We have found only one reported case holding that the Government's immunity decisions denied due process. In United States v. De Palma, 476 F. Supp. 775, 781 (S.D.N.Y. 1979), the Government granted transactional immunity to its own witnesses but refused to grant even use immunity to the defendant's. The De Palma court ordered a retrial from which the Government's immunized-witness testimony would be excluded unless the Government also granted the defendant's witness immunity.

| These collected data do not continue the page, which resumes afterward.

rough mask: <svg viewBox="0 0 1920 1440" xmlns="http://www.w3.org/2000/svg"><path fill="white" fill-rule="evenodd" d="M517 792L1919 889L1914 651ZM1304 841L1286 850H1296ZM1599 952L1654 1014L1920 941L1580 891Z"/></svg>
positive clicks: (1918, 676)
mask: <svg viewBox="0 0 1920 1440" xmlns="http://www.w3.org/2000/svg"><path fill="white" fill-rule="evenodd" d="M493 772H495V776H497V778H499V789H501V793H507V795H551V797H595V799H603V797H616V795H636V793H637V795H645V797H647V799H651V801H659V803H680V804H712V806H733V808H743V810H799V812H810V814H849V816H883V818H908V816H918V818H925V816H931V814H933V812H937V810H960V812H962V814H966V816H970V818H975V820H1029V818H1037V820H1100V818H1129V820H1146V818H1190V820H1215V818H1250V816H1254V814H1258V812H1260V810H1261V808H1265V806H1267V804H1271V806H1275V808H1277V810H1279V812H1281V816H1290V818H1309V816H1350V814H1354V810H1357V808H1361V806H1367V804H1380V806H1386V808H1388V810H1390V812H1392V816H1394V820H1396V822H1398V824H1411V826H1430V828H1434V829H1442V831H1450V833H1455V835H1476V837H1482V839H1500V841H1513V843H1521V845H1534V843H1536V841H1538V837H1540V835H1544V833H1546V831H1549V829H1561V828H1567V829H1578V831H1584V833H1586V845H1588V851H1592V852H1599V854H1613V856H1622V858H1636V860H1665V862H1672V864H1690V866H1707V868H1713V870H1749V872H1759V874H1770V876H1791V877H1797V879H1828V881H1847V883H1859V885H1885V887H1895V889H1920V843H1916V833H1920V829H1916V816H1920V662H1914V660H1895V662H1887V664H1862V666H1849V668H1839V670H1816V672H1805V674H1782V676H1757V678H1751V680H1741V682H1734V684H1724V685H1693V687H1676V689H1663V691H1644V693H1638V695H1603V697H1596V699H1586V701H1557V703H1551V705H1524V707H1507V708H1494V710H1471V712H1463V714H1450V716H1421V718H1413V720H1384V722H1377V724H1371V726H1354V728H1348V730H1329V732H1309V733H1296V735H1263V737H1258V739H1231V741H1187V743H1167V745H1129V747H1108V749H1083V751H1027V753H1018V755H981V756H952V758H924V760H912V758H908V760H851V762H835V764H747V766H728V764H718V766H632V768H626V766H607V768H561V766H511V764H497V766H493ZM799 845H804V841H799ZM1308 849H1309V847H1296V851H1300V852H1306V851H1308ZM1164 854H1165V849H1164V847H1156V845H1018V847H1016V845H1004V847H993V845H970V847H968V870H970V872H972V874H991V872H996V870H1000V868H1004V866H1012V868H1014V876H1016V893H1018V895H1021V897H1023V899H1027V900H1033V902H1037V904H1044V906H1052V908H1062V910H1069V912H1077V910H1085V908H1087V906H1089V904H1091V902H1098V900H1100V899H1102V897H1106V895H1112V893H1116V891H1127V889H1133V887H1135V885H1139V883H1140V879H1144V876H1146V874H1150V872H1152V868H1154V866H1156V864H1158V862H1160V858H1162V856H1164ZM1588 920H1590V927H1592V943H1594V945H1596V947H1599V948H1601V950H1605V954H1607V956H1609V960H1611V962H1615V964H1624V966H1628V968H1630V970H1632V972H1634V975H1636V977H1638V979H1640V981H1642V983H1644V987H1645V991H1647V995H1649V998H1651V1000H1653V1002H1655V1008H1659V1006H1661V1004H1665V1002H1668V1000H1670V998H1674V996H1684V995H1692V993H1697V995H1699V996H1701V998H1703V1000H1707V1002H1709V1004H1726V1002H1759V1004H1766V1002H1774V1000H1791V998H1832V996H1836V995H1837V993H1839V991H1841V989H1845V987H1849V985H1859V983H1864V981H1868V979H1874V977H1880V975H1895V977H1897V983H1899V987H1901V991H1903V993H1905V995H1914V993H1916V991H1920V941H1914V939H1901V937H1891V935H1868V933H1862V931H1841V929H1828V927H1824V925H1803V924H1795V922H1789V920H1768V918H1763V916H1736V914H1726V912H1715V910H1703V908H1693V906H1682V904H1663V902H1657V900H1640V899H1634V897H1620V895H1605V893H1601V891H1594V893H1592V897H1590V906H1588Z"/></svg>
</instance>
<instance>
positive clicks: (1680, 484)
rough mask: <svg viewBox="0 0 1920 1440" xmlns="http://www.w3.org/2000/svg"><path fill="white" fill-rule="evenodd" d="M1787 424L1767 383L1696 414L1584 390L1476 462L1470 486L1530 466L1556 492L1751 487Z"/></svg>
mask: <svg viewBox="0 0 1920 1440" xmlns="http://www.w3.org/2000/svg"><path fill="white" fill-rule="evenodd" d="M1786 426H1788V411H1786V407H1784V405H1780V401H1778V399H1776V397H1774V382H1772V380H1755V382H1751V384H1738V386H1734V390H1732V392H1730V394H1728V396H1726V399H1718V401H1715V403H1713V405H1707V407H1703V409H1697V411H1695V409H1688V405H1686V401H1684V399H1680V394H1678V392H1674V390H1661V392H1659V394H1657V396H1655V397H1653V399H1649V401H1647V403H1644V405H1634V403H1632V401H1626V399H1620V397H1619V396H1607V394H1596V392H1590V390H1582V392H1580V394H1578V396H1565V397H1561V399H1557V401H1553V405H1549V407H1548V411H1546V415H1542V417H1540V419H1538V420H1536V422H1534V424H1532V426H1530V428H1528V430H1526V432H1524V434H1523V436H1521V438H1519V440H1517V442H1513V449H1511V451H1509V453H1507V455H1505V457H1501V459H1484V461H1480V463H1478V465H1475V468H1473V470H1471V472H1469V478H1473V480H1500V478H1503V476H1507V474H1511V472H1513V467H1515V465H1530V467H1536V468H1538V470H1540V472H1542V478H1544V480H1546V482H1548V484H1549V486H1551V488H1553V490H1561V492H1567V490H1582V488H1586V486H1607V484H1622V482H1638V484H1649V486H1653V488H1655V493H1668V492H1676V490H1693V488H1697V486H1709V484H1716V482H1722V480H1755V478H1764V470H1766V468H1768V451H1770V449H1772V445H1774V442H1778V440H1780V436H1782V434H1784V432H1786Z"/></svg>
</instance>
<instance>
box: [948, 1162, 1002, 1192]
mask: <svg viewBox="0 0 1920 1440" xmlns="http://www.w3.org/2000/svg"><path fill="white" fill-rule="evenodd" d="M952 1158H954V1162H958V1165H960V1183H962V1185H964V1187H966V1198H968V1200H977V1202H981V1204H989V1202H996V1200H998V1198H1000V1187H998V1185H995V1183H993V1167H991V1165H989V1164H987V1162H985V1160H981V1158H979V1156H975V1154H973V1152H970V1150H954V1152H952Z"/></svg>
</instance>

Now on appeal to the Second Circuit.
We find it unnecessary to decide whether, under other circumstances, the Government's refusal to immunize defense witnesses might deny the defendant his due process right to a fair trial. The due process argument of Lenz depends on two assumptions which we find unsupported by the record: that, had he been granted immunity, Mooneyham would have testified; and that, had he testified, Mooneyham would have told the jury Lenz did not participate in either robbery. In fact, the record shows Mooneyham was subpoenaed, brought from the Atlanta penitentiary where he was incarcerated on an unrelated charge, and put on the witness stand. There, he refused to testify on the ground that doing so would put his life in jeopardy. This being the case, it appears Mooneyham would not have testified about the robberies even under a grant of immunity. Furthermore, it is not even clear that Mooneyham's testimony would have benefited Lenz. Lenz's attorney stated only that Mooneyham's expected testimony would be "very significant" and that, but for the self-incrimination problem, Mooneyham would have been a defense witness. At no time did counsel describe the substance of Mooneyham's expected testimony nor even intimate that he knew what it would be. Even if the due process rule Lenz proposes were accepted, this record would not establish a violation.
We have also considered Lenz's other assignments of error and find them so unmeritorious as not to warrant discussion. Accordingly, the judgment of the district court is affirmed.